The production curbs announced by Alberta targets producers that pump out more than 10,000 bpd, or just 25 of the roughly 300 oil companies now operating in the province.
The production curbs will provide some cushion for producers, but will not eliminate the discount on heavy Canadian oil that has persisted for many years, said Jihad Traya, manager at energy consultancy firm Solomon Associates LLC in Calgary.

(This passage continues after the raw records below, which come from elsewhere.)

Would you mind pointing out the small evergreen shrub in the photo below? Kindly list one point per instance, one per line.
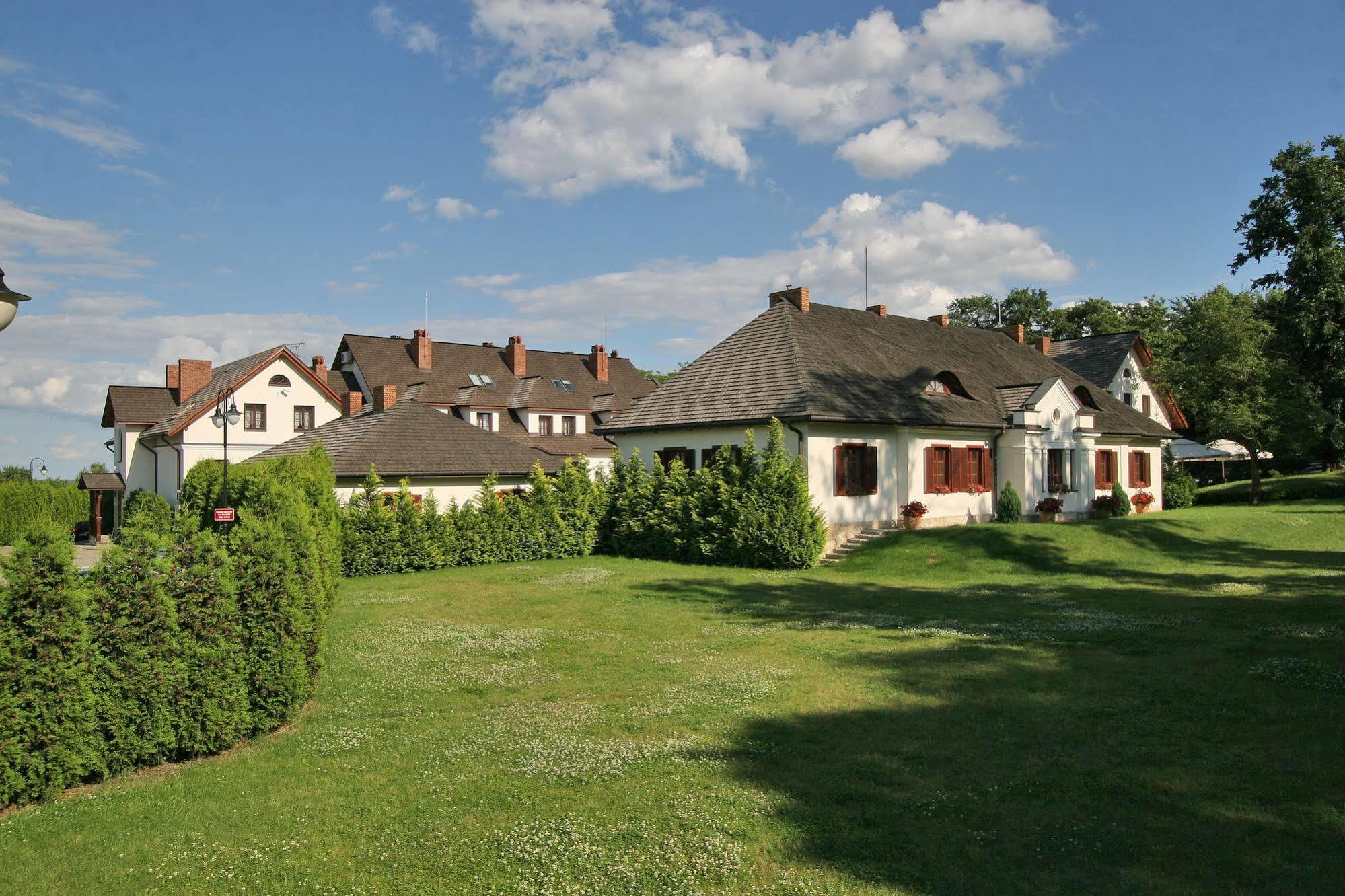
(1009, 507)
(47, 722)
(1121, 501)
(136, 664)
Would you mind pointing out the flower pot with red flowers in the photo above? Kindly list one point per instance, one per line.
(912, 515)
(1105, 507)
(1048, 509)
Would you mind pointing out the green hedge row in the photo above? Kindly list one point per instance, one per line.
(183, 640)
(752, 512)
(24, 504)
(556, 517)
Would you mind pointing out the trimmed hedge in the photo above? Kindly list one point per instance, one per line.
(190, 642)
(24, 504)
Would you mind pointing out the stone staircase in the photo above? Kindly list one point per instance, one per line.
(844, 551)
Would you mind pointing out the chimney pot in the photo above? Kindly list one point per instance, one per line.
(797, 297)
(424, 349)
(597, 363)
(515, 356)
(192, 376)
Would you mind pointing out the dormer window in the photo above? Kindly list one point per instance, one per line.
(946, 384)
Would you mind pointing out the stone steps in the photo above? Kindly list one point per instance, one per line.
(844, 551)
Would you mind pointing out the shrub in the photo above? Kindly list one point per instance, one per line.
(47, 719)
(1121, 501)
(1050, 507)
(211, 706)
(136, 664)
(1009, 508)
(24, 504)
(147, 511)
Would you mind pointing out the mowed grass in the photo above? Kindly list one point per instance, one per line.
(1151, 704)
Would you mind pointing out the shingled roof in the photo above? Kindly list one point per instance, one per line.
(413, 439)
(844, 365)
(388, 361)
(1094, 359)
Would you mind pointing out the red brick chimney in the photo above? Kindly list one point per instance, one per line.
(597, 363)
(192, 376)
(797, 297)
(515, 356)
(424, 348)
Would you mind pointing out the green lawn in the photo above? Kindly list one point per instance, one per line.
(1134, 706)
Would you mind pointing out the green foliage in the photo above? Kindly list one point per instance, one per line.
(211, 711)
(1120, 501)
(136, 664)
(1300, 217)
(24, 504)
(754, 513)
(1009, 507)
(47, 719)
(1179, 484)
(147, 511)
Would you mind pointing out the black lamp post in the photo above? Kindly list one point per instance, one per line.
(222, 419)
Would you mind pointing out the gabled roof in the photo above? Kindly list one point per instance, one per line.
(144, 406)
(844, 365)
(229, 376)
(386, 361)
(1097, 359)
(413, 439)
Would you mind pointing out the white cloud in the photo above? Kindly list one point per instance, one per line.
(43, 250)
(451, 209)
(90, 134)
(487, 282)
(416, 37)
(148, 177)
(665, 114)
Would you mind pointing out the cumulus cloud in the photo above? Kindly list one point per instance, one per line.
(416, 37)
(665, 114)
(451, 209)
(487, 282)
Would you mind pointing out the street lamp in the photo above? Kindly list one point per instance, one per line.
(223, 419)
(8, 303)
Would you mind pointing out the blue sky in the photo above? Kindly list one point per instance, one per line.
(210, 180)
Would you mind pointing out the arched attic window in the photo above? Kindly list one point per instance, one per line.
(946, 384)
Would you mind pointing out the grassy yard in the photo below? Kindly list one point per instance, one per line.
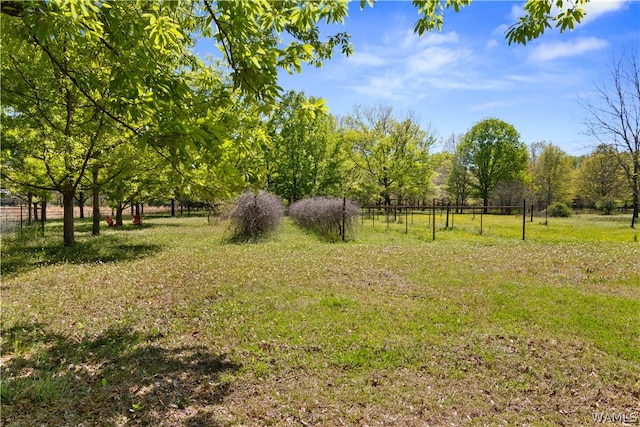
(169, 324)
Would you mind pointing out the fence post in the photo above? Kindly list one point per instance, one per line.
(446, 224)
(433, 235)
(344, 214)
(406, 221)
(524, 216)
(531, 213)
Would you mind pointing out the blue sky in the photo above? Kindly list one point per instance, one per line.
(450, 80)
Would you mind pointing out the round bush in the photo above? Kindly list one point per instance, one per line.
(324, 215)
(255, 214)
(607, 205)
(559, 210)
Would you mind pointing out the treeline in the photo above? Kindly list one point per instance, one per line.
(110, 101)
(369, 156)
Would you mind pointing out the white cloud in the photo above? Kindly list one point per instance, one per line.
(517, 10)
(366, 60)
(551, 51)
(435, 59)
(487, 106)
(411, 40)
(595, 8)
(491, 44)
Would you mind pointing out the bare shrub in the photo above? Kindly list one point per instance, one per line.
(324, 215)
(255, 215)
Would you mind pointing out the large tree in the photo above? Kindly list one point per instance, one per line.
(551, 172)
(303, 155)
(391, 156)
(493, 153)
(614, 118)
(600, 180)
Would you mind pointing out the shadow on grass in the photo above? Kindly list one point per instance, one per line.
(27, 252)
(117, 377)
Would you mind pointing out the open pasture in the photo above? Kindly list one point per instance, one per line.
(170, 324)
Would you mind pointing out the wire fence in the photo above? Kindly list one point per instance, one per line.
(442, 214)
(14, 218)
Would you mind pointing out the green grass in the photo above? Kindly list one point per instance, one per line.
(171, 323)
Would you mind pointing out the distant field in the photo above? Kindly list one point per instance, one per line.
(169, 324)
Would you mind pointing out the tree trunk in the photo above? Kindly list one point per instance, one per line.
(81, 203)
(67, 203)
(119, 214)
(95, 230)
(43, 214)
(29, 203)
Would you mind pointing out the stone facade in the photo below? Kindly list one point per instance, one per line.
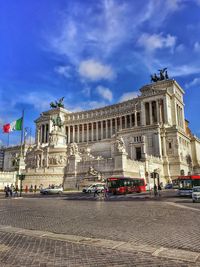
(132, 138)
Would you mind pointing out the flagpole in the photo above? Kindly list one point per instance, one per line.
(8, 139)
(22, 133)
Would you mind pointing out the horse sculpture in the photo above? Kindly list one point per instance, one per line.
(163, 76)
(57, 104)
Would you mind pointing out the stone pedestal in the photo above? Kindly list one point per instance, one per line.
(71, 179)
(57, 139)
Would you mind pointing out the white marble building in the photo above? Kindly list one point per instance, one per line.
(133, 138)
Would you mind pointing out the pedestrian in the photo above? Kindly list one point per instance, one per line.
(96, 192)
(6, 191)
(106, 191)
(159, 189)
(31, 188)
(16, 190)
(155, 190)
(11, 190)
(26, 189)
(35, 188)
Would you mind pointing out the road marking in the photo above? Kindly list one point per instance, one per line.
(170, 253)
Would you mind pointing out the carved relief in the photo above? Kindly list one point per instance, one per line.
(73, 149)
(120, 145)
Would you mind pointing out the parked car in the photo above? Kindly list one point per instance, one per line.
(196, 194)
(169, 186)
(52, 190)
(91, 188)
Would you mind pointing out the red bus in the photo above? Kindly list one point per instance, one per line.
(125, 185)
(186, 183)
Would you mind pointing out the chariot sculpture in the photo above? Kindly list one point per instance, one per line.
(163, 75)
(57, 104)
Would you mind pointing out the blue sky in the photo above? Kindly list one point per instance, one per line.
(94, 53)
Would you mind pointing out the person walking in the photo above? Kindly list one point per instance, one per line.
(155, 190)
(26, 189)
(106, 192)
(6, 191)
(16, 190)
(35, 188)
(96, 192)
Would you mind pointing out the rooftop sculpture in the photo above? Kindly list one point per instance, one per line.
(163, 75)
(57, 104)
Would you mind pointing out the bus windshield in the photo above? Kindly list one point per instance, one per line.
(186, 184)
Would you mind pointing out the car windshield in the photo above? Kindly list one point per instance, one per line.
(196, 189)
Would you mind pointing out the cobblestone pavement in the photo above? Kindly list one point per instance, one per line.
(19, 250)
(166, 222)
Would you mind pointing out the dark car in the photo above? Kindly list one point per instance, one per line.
(169, 186)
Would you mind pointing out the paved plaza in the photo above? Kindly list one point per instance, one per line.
(77, 230)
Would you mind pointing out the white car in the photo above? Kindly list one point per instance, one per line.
(196, 194)
(92, 187)
(52, 190)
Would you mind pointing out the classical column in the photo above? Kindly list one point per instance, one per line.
(120, 119)
(165, 110)
(78, 133)
(83, 135)
(111, 128)
(125, 121)
(101, 130)
(150, 112)
(130, 119)
(143, 114)
(116, 125)
(41, 133)
(92, 129)
(97, 131)
(68, 134)
(135, 118)
(73, 134)
(87, 132)
(106, 129)
(157, 111)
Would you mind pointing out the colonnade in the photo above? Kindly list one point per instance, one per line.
(179, 111)
(154, 112)
(103, 129)
(43, 133)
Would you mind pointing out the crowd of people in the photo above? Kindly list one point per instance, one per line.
(14, 190)
(104, 194)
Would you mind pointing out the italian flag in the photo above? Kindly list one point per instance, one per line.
(13, 126)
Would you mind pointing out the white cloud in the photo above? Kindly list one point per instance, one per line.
(38, 99)
(94, 71)
(106, 93)
(63, 70)
(128, 96)
(156, 41)
(195, 82)
(156, 12)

The cut seems to be working, however, and that should be welcome news right now: yesterday Reuters reported weather-related power disruptions had occurred on two major Canada-U.S. pipelines, Keystone and the Mainland system.
Opposed to the cuts, Suncor says authorities should let the market regulate itself. Shares of oil producers operating in Alberta also surged, with Cenovus posting its biggest intraday gain ever.
"What's good for the residents is that if we can get more money for our oil and for our gas, it'll be more money in the civic offers, which we've in the past have used as a dividend for property taxes or to build things like the Leisure Centre or Event Centre", Clugston added.
The reduction will drop to an average of 95,000 barrels a day until curtailment ends at the end of 2019, when Enbridge's new Line 3 starts operating.
Still, MacNaughton says he has reached out to his counterpart Kelly Craft to emphasize the cuts are only temporary and that Canada does not feel they violate existing free-trade rules.